The hypoxanthine-guanine phosphoribosyl transferase (HPRT) is an enzyme in the purine (for example guanine) synthesis pathway. HPRT-negative cells are not able to use guanine for GTP synthesis und thus, they have to synthesize the base de novo. Using the guanine analog 6-thioguanine HPRT-positive cells use 6-thioguanine for nucleotide synthesis. However, integration of 6-thioguanine leads to DNA and RNA damage and it is lethal for these cells. In contrast, HPRT-negative cells are not able to utilize 6-thioguanine and survive.
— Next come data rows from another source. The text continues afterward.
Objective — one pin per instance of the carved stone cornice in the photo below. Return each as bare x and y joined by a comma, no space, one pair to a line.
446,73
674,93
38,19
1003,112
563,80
The HPRT gene mutation assay is a well-established mutagenicity assay based on the selection of clones resistant to the purine analog 6-thioguanine. I.e. for determination of the induction of 6-thioguanine resistant mutation in the HPRT gene exposed cells are plated in a medium containing 6-thioguanine.
Exposure duration: 12 h
|magnetic flux density||0.7 mT||effective value||measured||-||-|
|magnetic flux density||0.47 mT||effective value||measured||-||-|
|magnetic flux density||0.23 mT||effective value||measured||-||-|
|electric field strength||3 µV/cm||maximum||calculated||-||in the center of the cells|
|current density||0.05 µA/cm²||maximum||calculated||-||in the center of the cells|
An increase in the hypoxanthine-guanine phosphoribosyl transferase gene mutation frequency induced by gamma rays was observed in magnetic field exposed cells. The increase was dependent on the applied magnetic flux density and enhanced with higher magnetic flux densities.
The magnetic field exposure did not enhance the gamma radiation-induced cytotoxicity.
These data indicate that moderate-strength, oscillating magnetic fields may act as an enhancer of mutagenesis in mammalian cells.